80. Returns to the Zone of Separation have also been achieved in the Brcko municipality; reconstruction efforts have been ongoing under the adopted Procedure for approximately nine months, with only some initial incidents of destruction of property. Returns to contentious areas and the endorsement of the Procedure by the President of the Republika Srpska and the joint Bosnia and Herzegovina delegation to the UNHCR's refugee ministers' meeting of 21-22 March, give rise to the expectation that phased and orderly return to the Zone of Separation might become a more common and less disputed element of the stabilisation process in 1997. A focused international effort will be needed to bring about the revitalisation and normalisation of this area through the return of its original inhabitants.

81. My Deputy in Brcko, acting as the Supervisor, together with two deputies, to implement the arbitration award of 14 February 1997, will soon establish and oversee the realisation of a special procedure to enable the return of original inhabitants to Brcko. Return is a core element of the arbitration award.

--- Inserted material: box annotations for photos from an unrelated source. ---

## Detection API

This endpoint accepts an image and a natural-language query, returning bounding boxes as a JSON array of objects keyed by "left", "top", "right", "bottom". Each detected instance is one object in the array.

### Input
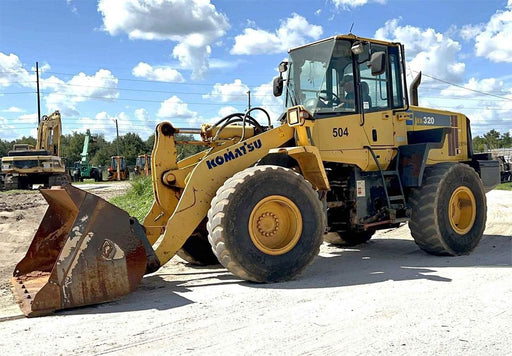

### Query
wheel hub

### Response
[
  {"left": 448, "top": 186, "right": 476, "bottom": 235},
  {"left": 248, "top": 195, "right": 302, "bottom": 255}
]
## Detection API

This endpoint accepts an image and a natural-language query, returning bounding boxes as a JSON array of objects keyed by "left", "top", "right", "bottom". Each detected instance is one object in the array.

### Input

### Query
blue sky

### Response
[{"left": 0, "top": 0, "right": 512, "bottom": 140}]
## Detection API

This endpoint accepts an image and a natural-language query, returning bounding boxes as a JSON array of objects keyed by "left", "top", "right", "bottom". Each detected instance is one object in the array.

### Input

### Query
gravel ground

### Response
[{"left": 0, "top": 187, "right": 512, "bottom": 356}]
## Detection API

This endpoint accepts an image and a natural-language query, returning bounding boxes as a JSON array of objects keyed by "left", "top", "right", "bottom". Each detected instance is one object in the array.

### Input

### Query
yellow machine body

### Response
[{"left": 13, "top": 35, "right": 499, "bottom": 315}]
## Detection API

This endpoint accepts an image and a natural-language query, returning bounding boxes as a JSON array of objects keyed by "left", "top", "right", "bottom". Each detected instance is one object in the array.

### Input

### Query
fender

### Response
[{"left": 269, "top": 146, "right": 331, "bottom": 190}]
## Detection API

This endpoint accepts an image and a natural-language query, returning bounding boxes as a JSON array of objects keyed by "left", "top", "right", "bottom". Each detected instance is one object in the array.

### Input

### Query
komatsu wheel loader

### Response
[{"left": 12, "top": 35, "right": 500, "bottom": 316}]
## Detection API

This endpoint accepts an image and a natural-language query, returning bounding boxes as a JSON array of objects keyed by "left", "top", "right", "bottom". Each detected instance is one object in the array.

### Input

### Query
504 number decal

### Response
[{"left": 332, "top": 127, "right": 348, "bottom": 137}]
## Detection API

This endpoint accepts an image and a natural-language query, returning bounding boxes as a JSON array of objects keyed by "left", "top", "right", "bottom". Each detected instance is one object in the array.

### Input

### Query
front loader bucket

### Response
[{"left": 11, "top": 184, "right": 158, "bottom": 316}]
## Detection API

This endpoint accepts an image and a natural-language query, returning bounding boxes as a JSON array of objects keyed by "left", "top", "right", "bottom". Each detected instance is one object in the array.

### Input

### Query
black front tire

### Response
[
  {"left": 207, "top": 165, "right": 325, "bottom": 283},
  {"left": 409, "top": 163, "right": 487, "bottom": 256}
]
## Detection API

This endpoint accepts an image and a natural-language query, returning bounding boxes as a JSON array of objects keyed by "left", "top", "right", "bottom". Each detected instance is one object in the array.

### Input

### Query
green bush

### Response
[{"left": 110, "top": 177, "right": 153, "bottom": 223}]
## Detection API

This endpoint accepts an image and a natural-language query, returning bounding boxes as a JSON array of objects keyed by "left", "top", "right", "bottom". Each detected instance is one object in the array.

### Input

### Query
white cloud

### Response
[
  {"left": 230, "top": 13, "right": 323, "bottom": 55},
  {"left": 472, "top": 0, "right": 512, "bottom": 63},
  {"left": 98, "top": 0, "right": 229, "bottom": 78},
  {"left": 132, "top": 108, "right": 156, "bottom": 137},
  {"left": 203, "top": 79, "right": 249, "bottom": 103},
  {"left": 2, "top": 106, "right": 25, "bottom": 113},
  {"left": 0, "top": 52, "right": 35, "bottom": 87},
  {"left": 132, "top": 62, "right": 185, "bottom": 83},
  {"left": 156, "top": 95, "right": 201, "bottom": 127},
  {"left": 332, "top": 0, "right": 386, "bottom": 10},
  {"left": 460, "top": 24, "right": 485, "bottom": 41},
  {"left": 441, "top": 78, "right": 506, "bottom": 98},
  {"left": 76, "top": 111, "right": 134, "bottom": 141},
  {"left": 375, "top": 19, "right": 466, "bottom": 82},
  {"left": 42, "top": 69, "right": 119, "bottom": 117},
  {"left": 0, "top": 116, "right": 21, "bottom": 141}
]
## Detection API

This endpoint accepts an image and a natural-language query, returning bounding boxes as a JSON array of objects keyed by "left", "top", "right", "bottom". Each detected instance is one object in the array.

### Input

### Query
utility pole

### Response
[
  {"left": 36, "top": 62, "right": 41, "bottom": 122},
  {"left": 114, "top": 119, "right": 119, "bottom": 156}
]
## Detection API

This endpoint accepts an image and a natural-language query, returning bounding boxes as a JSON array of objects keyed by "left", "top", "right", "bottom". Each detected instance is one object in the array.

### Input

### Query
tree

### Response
[
  {"left": 500, "top": 132, "right": 512, "bottom": 148},
  {"left": 112, "top": 132, "right": 146, "bottom": 166},
  {"left": 0, "top": 140, "right": 12, "bottom": 157}
]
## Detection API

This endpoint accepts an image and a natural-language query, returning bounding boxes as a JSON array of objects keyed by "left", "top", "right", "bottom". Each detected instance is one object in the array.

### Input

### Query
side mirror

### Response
[
  {"left": 272, "top": 76, "right": 284, "bottom": 97},
  {"left": 368, "top": 52, "right": 386, "bottom": 76},
  {"left": 279, "top": 61, "right": 288, "bottom": 73}
]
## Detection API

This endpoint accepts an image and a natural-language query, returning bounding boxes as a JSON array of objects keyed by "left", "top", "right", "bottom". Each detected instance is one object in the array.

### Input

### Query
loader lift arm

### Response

82. My Office will continue its task to co-ordinate the efforts of international actors to facilitate return and repatriation and to exercise contingency measures. After its recommendations to the Donor Conference, the Reconstruction and Return Task Force will remain engaged in efforts to harmonise economic reconstruction with return requirements. I will continue to press the governments in Bosnia and Herzegovina to fulfill their obligations to create conditions favourable to return, and will closely monitor other durable solutions offered to the community of displaced persons and refugees.